With every episode of Shortland Street from 1994 now on YouTube, Tara Ward returns to the shocking car crash that took the soap to a new level.
In 1994, Jim Bolger was Prime Minister, a two-litre bottle of milk cost $2.37, and Heavenly Creatures and Once Were Warriors ruled the box office. And across Aotearoa, local media were whipped up into a frenzy by rumours that Shortland Street was about to wave goodbye to two main characters, doomed to die in explosive scenes never seen before on the plucky young soap.
Those deathly rumours sparked weeks of intense media speculation and sensational headlines. No Shortland Street storyline had garnered so much public attention before – not even Marj appearing on the Holmes show. In the lead-up to the March 25 episode, local media dined on every delicious detail. “A Flaming Mystery!” shouted the Sunday News, which snapped some sneaky photos of the crash scenes being filmed at a “secret location”. A Truth reporter described how they were “caught hiding in a bush with a long lens” in a clandestine effort to discover the identity of the victims. Moved on by the show’s producer, the “young news sleuth” still found a nearby property to take his photos from.
Shortland Street publicists and producers stayed tight-lipped, but the media chatter continued. The NZ Woman’s Weekly, Truth, TV Guide and Sunday News all covered the storyline, each trying to predict who would cark it. Truth even dedicated an entire front page (“Shortland St Shocker!”) to the storyline, as well as a full-page article (“Street shock!”) announcing that Martin Henderson and Angela Dotchin’s characters (Stuart Neilson and Kirsty Knight) would be the unlucky victims.
Those particular rumours became so persistent that the cast themselves made the rare move of getting involved. In February, a month before the episodes aired, the Sunday Star printed a photo of Dotchin wearing a white T-shirt with “NOT” printed on the back, confirming she and Henderson weren’t leaving the show. “Angela Dotchin and Martin Henderson have had it!” the accompanying item read. “We’re here to stay, and we’ve even got the T-shirts to prove it.”
It’s hard to imagine a similar level of interest in a TV death happening in 2025, but in 1994, Shortland Street dominated our local popular culture. An estimated 619,000 viewers watched the soap every night that year, nearly 20% of the population of Aotearoa at the time. The cast was a who’s who of New Zealand acting talent, including Henderson, Robyn Malcolm, Temuera Morrison, Tim Balme, Martin Czokas, Theresa Healey, Craig Parker and Elizabeth McRae.

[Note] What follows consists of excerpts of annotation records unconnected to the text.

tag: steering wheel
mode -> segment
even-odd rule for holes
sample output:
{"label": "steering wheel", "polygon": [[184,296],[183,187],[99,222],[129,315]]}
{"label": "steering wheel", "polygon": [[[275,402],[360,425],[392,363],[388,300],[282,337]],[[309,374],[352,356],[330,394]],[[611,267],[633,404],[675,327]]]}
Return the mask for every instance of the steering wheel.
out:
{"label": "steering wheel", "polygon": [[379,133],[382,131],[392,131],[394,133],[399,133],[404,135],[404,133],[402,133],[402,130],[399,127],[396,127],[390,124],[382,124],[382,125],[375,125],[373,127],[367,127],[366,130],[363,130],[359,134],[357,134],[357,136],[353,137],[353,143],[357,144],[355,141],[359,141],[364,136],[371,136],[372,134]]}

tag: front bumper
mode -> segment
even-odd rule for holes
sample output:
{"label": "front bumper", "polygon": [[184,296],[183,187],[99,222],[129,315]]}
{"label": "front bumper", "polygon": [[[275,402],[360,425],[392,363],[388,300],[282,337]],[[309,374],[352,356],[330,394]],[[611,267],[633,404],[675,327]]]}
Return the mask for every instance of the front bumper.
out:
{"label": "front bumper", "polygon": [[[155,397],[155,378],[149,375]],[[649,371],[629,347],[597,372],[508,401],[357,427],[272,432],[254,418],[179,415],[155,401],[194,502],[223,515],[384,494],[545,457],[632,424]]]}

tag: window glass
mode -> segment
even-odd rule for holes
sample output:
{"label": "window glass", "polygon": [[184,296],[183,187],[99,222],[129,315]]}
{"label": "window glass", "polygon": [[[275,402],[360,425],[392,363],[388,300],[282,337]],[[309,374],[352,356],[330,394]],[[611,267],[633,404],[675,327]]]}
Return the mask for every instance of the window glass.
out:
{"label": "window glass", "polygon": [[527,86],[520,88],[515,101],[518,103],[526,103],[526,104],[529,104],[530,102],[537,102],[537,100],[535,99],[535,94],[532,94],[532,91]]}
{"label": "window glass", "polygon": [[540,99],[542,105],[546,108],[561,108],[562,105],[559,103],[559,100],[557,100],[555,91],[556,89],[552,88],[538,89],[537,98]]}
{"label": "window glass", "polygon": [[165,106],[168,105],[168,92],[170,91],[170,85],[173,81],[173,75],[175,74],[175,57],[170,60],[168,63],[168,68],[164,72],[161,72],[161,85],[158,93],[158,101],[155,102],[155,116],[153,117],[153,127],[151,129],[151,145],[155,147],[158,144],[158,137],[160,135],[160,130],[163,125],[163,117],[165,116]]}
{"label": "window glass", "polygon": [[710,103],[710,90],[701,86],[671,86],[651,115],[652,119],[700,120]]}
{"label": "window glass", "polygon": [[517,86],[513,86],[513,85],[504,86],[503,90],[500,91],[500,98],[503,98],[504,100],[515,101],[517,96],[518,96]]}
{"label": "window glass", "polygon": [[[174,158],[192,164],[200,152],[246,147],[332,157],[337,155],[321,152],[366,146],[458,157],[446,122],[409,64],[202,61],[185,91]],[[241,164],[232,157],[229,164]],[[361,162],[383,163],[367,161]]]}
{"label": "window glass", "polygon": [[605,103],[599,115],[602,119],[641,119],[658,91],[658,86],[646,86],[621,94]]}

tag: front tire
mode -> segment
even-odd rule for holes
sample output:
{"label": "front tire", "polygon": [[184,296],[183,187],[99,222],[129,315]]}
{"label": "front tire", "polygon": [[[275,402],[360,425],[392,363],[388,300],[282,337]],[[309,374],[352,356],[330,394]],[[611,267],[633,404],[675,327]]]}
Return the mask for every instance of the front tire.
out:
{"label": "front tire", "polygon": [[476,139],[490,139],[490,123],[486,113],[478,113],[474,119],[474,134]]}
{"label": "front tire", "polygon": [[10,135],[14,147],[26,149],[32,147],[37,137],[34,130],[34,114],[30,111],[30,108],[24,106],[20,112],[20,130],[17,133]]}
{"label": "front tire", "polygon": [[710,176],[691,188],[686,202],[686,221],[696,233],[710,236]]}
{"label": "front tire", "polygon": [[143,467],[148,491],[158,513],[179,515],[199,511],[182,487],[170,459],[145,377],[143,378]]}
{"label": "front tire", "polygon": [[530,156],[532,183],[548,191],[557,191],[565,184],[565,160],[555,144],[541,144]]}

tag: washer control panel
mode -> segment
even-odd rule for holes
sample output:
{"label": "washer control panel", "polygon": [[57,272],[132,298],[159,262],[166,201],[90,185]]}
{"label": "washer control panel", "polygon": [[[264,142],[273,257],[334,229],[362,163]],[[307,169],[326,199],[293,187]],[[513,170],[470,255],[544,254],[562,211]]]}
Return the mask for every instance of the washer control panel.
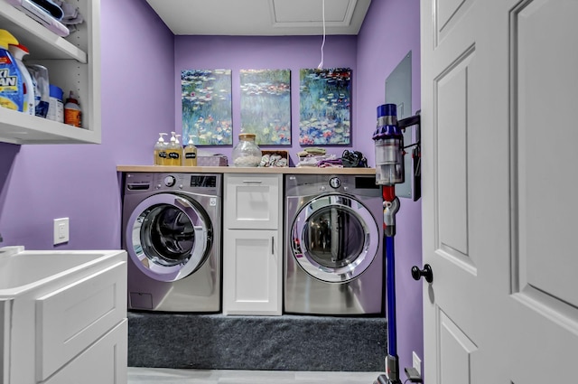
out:
{"label": "washer control panel", "polygon": [[339,177],[331,177],[329,180],[329,184],[331,186],[331,188],[337,189],[341,186],[341,181]]}

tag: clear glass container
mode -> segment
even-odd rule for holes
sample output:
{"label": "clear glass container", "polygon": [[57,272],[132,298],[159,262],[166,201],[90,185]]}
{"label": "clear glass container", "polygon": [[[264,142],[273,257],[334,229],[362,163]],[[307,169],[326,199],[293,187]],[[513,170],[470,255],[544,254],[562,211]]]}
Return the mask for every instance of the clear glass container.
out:
{"label": "clear glass container", "polygon": [[256,167],[261,163],[261,149],[255,143],[255,134],[240,134],[238,143],[233,148],[233,165]]}

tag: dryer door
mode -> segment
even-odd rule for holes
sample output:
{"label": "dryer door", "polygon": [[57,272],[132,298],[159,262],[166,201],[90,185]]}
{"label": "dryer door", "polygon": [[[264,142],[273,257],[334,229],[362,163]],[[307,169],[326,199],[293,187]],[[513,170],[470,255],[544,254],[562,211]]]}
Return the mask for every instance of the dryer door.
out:
{"label": "dryer door", "polygon": [[159,281],[186,277],[205,261],[212,226],[193,199],[159,193],[136,206],[126,225],[126,250],[133,262]]}
{"label": "dryer door", "polygon": [[291,229],[292,249],[312,276],[342,283],[365,271],[379,247],[379,230],[371,212],[349,196],[324,195],[308,201]]}

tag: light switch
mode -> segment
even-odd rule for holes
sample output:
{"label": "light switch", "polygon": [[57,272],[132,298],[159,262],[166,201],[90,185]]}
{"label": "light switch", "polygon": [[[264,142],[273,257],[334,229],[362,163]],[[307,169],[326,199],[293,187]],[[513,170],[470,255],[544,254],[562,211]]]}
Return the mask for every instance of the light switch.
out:
{"label": "light switch", "polygon": [[69,241],[69,218],[54,219],[54,245]]}

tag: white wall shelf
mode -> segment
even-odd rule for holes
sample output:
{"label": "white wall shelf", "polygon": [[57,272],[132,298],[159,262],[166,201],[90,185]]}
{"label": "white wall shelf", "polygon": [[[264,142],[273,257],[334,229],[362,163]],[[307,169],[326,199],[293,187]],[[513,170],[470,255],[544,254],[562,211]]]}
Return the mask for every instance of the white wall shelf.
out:
{"label": "white wall shelf", "polygon": [[100,2],[79,0],[85,22],[62,38],[0,0],[0,26],[25,45],[24,63],[44,65],[64,98],[72,90],[82,108],[82,128],[0,108],[0,141],[12,144],[100,144]]}

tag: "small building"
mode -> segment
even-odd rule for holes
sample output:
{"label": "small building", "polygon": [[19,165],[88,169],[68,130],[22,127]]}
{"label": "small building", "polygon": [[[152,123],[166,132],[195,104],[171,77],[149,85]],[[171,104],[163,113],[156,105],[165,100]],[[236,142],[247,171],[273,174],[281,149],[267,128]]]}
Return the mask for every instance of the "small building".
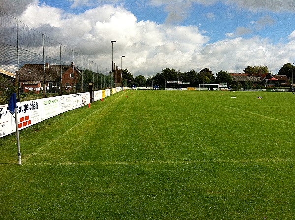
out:
{"label": "small building", "polygon": [[2,80],[0,80],[0,87],[6,88],[14,85],[15,74],[0,69],[0,76],[2,79]]}
{"label": "small building", "polygon": [[286,75],[272,75],[269,73],[261,74],[230,73],[233,82],[239,82],[243,84],[246,82],[250,82],[253,85],[260,84],[264,87],[290,87],[290,83]]}
{"label": "small building", "polygon": [[[18,75],[17,71],[17,82]],[[43,90],[45,82],[47,92],[59,93],[61,89],[71,92],[76,90],[81,76],[81,71],[73,63],[70,65],[26,64],[19,69],[20,86],[24,92],[32,91],[32,88]]]}
{"label": "small building", "polygon": [[39,81],[28,80],[23,83],[24,92],[32,92],[39,94],[41,90],[41,83]]}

Parker recently told The Spinoff that this era of Shortland Street launched the cast into a level of local stardom they couldn’t escape. “We were as famous as Tom Cruise, comparatively,” he said. “There was nowhere that you weren’t known.” We’d never known a New Zealand show like it, and clearly, we couldn’t get enough.
Rewatching the pivotal episode now – all of Shortland Street’s 1994 episodes were recently uploaded to YouTube – the scenes remain as shocking as ever. The hospital staff had gathered at an Auckland beach to farewell Gina and Leonard Rossi-Dodds. Hospital CEO Michael McKenna inexplicably arrived in a tiny two-door Toyota Starlet, semi-topless waiters from Kennedy’s bar kept the alcohol flowing freely, and Dr Chris Warner, recently anointed the successful sperm donor daddy to nurse Carrie Burton’s triplets, got quietly sozzled.
Everyone was happy, except for one man: Steve Mills. For the past few weeks, the nurse had come down with a severe case of jealousy after discovering that Chris Warner’s sperm had been more successful than his own. Having to drive a drunk Chris home after the farewell party was the final straw.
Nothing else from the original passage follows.